Innerhalb dieses Machtkartells fand eine ständige Bewegung und Verschiebung der Machtverhältnisse statt: Die SS triumphierte 1934 über die SA, die staatliche Bürokratie verlor immer mehr Einfluß an neue nationalsozialistische Sonderbehörden, die vom Straßenbau bis zur Lenkung der Wirtschaft die alleinige Entscheidungsbefugnis beanspruchten und die Ministerien und Verwaltungen zu bloß ausführenden Organen degradierten. Schließlich sahen sich Justiz und Polizei in ihrer institutionellen Eigenständigkeit von der SS eingeschränkt und unterminiert, woran sie selbst durch eine allzu große ideologische Zustimmungs- und Anpassungsbereitschaft kräftig mitgewirkt hatten. Adolf Hitler war nicht der neutrale Schiedsrichter oder gemäßigte Vermittler zwischen den Machtgruppen, sondern die radikalen Impulse gingen von ihm aus oder wurden von ihm gebilligt. Er war, was viele Zeitgenossen nicht begreifen wollten, das radikale Zentrum der nationalsozialistischen Bewegung. Sie richtete nach dem Abschluß der "Machtergreifung" zunächst ihre Energien darauf, die einzelnen Sektoren von Staat und Gesellschaft durch neue Zwangsverbände zu kontrollieren und zu organisieren. Diese sollten nach der Zerstörung oder der Gleichschaltung der alten Interessenverbände den totalitären Herrschaftsansprüchen des Nationalsozialismus unterworfen werden.
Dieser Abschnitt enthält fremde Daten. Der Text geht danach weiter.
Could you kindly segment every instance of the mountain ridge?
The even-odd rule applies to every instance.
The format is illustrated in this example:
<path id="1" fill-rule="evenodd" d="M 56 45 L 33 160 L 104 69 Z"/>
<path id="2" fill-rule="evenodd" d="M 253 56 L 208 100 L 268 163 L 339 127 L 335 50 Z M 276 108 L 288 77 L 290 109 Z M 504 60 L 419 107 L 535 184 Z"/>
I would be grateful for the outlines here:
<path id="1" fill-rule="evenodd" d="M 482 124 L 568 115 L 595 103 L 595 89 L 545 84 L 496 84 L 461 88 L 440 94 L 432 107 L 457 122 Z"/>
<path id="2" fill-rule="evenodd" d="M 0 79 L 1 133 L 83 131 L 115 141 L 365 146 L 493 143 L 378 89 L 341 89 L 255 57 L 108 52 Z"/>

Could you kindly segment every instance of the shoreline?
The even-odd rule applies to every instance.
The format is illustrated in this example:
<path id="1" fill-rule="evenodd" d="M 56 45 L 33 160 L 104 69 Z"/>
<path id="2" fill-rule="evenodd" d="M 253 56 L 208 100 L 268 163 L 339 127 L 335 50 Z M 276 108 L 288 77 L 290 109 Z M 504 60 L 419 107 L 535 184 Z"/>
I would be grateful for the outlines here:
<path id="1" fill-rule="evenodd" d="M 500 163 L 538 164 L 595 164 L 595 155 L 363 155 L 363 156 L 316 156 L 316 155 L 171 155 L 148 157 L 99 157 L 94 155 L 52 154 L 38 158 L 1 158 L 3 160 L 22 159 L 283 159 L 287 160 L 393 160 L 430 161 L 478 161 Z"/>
So wuchs beispielsweise die von dem Reichsorganisationsleiter der NSDAP Robert Ley (1890–1945) gegründete Deutsche Arbeitsfront (DAF) durch die Übernahme der Mitglieder der zerschlagenen demokratischen Gewerkschaften und die Zwangsmitgliedschaft der Arbeitnehmer in der neuen NS-Organisation rasch zu einer Massenorganisation an (1939 insgesamt 25,3 Millionen) und verfügte über Zehntausende von haupt- und ehrenamtlichen Funktionären (1939: 44500). Entsprechend versuchte Ley, die Kompetenzen der DAF auszuweiten. Mußte sich die DAF anfänglich auf die bloße sozialpolitische Betreuungs- und Propagandaarbeit beschränken, so riß Ley allmählich neue Betätigungsfelder an sich, vor allem im Bereich der Berufserziehung, des Wohnungs- und Siedlungswesens, im Freizeitbereich und Sozialversicherungswesen. Dies geschah immer in dem Bemühen, aus Gründen der Selbstbehauptung und Attraktivität der DAF quasi-gewerkschaftliche Funktionen zu verschaffen. Damit wollte die DAF die traditionelle Praxis der Arbeiterbewegung übernehmen.

In ihrem Organisations- und Expansionsdrang war die DAF anfangs noch auf den Widerstand der Privatwirtschaft und des Reichswirtschaftsministeriums bzw. des Arbeitsministeriums gestoßen, die ihre Macht darauf stützen konnten, daß sie beide zunächst unentbehrlich waren. Die Industrie und das Wirtschaftsministerium für die Rüstungspolitik des Regimes, der deutschnationale Reichsarbeitsminister Franz Seldte (1882–1947) als Gegengewicht gegen den mächtigen DAF-Führer Robert Ley. "Selbstverständlich wäre Ley besser als Seldte", notierte Goebbels 1943 als Antwort Hitlers auf seine Kritik an dem schläfrigen Reichsarbeitsminister, "aber der Führer vertritt [...] den Standpunkt, Seldte könne er jederzeit auswechseln, während das bei Ley dann nicht mehr der Fall sei". Darum blieb Seldte im Amt und bildete ein wenn auch schwaches Gegengewicht gegen Ley, der, gestützt auf das große Gewicht und die vollen Kassen seiner Massenorganisation, über eine eigene Hausmacht und über den direkten Zugang zu Hitler verfügte.